Unveiling their new name of Indoor Pets earlier this week, I ask Jamie how the support has been for the band so far. “Yeah, there’s not been anyone that’s been like ‘I thought you guys were racist for the past four years without saying anything,’” he laughs, “everyone’s been just as oblivious as we were which is a little bit comforting and now they’re aware of the same situation. There’s so many people around us who are so supportive who don’t care about the name and just like us for us.”
And it’s hard not to like the band. With their power-pop stylings and infectious melodies, Glass describes their sound as “harmonious as the Beach Boys with their high-pitched melodies, whilst at the same time having the grunge of Nirvana.” And what more could you want? Now having just announced their “first real” headline tour in February, it’s set to be the start of what will be an undoubtedly exciting year for the quartet.

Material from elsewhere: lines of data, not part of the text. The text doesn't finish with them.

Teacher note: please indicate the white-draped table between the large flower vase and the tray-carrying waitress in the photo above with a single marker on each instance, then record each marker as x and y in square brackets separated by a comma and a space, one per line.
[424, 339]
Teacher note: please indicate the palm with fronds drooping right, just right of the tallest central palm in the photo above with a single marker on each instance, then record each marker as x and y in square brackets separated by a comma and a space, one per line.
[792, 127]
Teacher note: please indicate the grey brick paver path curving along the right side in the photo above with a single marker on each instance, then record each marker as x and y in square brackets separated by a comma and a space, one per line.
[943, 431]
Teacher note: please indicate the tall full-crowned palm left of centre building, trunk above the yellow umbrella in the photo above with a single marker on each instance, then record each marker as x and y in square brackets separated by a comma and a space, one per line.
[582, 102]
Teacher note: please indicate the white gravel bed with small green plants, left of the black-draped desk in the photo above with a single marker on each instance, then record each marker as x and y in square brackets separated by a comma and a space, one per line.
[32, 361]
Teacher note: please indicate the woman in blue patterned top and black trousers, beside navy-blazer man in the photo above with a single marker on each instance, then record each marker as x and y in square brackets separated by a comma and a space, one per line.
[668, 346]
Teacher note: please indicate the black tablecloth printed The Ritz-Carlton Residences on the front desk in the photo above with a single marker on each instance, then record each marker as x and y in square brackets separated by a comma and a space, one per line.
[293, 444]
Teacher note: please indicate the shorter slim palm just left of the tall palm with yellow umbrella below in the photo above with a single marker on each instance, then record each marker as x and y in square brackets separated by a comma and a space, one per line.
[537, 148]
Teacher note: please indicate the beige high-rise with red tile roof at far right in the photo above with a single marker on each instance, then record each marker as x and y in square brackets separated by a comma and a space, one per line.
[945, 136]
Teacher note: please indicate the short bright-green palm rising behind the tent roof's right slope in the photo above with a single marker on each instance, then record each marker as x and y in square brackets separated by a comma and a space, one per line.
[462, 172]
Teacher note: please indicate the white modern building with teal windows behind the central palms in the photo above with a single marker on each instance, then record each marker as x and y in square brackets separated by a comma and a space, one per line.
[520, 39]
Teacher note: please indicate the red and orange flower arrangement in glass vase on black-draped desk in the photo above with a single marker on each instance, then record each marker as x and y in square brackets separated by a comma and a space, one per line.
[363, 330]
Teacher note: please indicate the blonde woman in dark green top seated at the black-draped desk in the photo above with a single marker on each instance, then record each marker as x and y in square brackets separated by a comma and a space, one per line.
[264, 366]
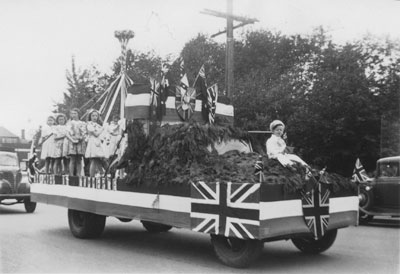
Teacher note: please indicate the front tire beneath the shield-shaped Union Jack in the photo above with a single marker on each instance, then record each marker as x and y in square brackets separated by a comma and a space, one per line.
[312, 246]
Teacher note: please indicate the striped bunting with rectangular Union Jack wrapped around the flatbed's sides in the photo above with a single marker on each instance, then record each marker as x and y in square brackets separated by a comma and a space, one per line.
[254, 211]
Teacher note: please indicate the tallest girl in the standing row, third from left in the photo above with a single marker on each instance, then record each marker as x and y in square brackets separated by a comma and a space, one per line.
[75, 145]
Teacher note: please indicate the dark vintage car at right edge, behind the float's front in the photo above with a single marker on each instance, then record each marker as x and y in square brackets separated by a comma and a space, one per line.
[380, 196]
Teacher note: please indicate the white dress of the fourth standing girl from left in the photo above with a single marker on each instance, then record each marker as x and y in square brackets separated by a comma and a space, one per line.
[94, 147]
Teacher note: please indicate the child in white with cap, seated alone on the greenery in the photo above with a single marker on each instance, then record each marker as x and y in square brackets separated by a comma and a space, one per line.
[276, 146]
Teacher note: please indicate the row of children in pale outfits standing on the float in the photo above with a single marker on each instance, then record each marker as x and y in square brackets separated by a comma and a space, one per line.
[68, 145]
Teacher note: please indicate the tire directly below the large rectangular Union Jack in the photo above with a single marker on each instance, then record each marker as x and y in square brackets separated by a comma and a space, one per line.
[236, 252]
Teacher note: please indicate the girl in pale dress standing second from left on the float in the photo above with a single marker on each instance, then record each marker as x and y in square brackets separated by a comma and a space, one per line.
[60, 133]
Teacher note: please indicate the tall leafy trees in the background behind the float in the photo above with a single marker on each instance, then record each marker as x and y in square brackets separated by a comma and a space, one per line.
[339, 102]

As our conversation draws to a close, it’s obvious that realising their past mistakes has allowed the band to view other matters in a different light. “It seems like the last year, I definitely realised, being a Caucasian male from a first world there’s a lot of horrible people, and I’m kind of in that pile,” Glass tells me, “People are now having more of a voice through social media and you’ve got the Harvey Weinstein stuff happening and all this stuff coming out about people who thought they were invincible. It makes me kind of understand why everyone has naturally hated the power that I had being a white male, because I never thought about it before until the last couple of years. It’s never affected me as a person, I never thought to myself ‘oh I’ll get this job over this woman’ but the last year its become so obvious to me how much stuff is happening behind the scenes and minor details affecting women and other minorities and it’s a lot of pressure because it’s so easy to have people hate you, just say the wrong tweet and everyone will shout at you, but at the same time it’s a positive pressure because it’s like ‘don’t be a dick. I’m sure it’ll be ok if you’re not an asshole.’”
And that’s a motto we can all learn something from.